Senator Hart has been Senior Counsel to Coudert Brothers, a multinational law firm with offices in nineteen countries. He has served as a Visiting Fellow, Chatham Lecturer, and McCallum Memorial Lecturer at Oxford University; Global Fund Lecturer at Yale University; and Regents Lecturer at the University of California. He has earned a doctor of philosophy degree from Oxford as well as graduate law and divinity degrees from Yale. He has been a visiting lecturer at Yale Law School, and he is the author of fourteen books. He resides with his family in Kittredge, Colorado.
Senator Alan Simpson
From 1979 to 1997, Alan Simpson, a Republican, represented Wyoming in the United States Senate. He was elected by his peers to serve as Assistant Republican Leader (party whip) from 1984 to 1994. He chaired the Committee on Veterans’ Affairs and the Judiciary Committee’s Subcommittee on Immigration.
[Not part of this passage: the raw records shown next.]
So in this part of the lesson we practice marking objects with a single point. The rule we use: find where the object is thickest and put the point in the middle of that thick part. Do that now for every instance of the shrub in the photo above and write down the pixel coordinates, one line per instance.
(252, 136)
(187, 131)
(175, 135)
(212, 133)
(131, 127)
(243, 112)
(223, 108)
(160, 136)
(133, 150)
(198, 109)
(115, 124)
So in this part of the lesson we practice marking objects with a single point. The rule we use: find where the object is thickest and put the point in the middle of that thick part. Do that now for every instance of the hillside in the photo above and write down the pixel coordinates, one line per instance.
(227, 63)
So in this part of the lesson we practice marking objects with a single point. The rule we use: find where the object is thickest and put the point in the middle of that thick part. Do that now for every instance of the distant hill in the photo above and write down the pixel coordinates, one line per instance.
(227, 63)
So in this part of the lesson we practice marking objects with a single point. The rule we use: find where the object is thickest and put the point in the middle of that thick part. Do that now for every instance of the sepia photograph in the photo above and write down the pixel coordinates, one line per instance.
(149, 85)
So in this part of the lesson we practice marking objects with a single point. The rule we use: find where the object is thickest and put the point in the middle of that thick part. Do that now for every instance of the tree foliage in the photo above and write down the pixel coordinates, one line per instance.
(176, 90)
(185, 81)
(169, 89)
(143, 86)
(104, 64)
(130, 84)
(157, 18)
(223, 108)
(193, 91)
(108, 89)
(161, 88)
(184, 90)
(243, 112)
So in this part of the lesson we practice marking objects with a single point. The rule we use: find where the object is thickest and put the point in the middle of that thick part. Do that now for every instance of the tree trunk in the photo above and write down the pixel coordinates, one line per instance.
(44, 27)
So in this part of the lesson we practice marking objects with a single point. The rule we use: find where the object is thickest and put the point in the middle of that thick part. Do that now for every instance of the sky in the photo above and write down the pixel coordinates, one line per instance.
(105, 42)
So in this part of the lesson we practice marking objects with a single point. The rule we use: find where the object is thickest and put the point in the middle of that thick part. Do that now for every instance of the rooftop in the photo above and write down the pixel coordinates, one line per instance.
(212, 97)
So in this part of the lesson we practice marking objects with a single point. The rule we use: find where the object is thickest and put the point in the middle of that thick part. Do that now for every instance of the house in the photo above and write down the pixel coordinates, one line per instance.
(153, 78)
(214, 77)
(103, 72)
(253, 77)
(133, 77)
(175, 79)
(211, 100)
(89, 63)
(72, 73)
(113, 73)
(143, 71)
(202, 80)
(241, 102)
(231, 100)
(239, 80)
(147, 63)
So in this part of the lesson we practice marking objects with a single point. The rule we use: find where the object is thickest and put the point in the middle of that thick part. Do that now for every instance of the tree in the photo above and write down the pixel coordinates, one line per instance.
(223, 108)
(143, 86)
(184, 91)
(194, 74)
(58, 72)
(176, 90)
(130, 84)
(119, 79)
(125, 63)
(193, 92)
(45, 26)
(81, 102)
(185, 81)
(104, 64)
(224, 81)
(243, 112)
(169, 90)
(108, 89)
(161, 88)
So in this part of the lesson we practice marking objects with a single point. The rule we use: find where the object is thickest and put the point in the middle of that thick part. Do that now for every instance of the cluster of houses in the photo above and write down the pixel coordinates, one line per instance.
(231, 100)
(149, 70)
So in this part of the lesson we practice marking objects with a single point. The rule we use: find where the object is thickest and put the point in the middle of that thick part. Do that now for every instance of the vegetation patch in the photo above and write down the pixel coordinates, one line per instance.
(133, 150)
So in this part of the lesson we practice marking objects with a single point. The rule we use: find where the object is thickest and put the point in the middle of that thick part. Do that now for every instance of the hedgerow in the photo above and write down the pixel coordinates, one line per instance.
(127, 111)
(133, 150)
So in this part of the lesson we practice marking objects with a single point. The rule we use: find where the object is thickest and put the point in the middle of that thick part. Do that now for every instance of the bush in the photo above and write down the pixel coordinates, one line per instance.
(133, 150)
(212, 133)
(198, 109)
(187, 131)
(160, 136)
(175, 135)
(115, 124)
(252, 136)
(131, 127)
He also served on the Finance Committee, the Special Committee on Aging, and the Environment and Public Works Committee (co-sponsoring the Clean Air Act).
Senator Simpson, a native of Cody, Wyoming, graduated from the University of Wyoming; served in the U.S. Army from 1954 to 1956, including an overseas deployment in the Fifth Infantry Division and Second Armored Division; and then returned to the University of Wyoming to earn his law degree. He served as a Wyoming Assistant Attorney General; practiced law in Cody for eighteen years; and served in the Wyoming State Legislature, attaining the position of Majority Floor Leader and Speaker Pro-Tem in the House of Representatives, before he was elected to the U.S. Senate.
Following his service in Washington, D.C., Senator Simpson was a visiting lecturer in the Kennedy School of Government at Harvard University, where he also served two years as Director of the Institute of Politics. In 2000, he returned to his alma mater, the University of Wyoming, as a visiting lecturer in the political science department, where he co-teaches with his brother Peter (also a former state legislator) a course entitled “Wyoming’s Political Identity: Its History and Politics.” Senator Simpson is a partner in the firm of Simpson, Kepler & Edwards in Cody (a division of the Denver firm of Burg Simpson Eldredge Hersh & Jardine). He is a member of the American Battle Monuments Commission and numerous other corporate and non-profit boards. He resides with his family in Cody.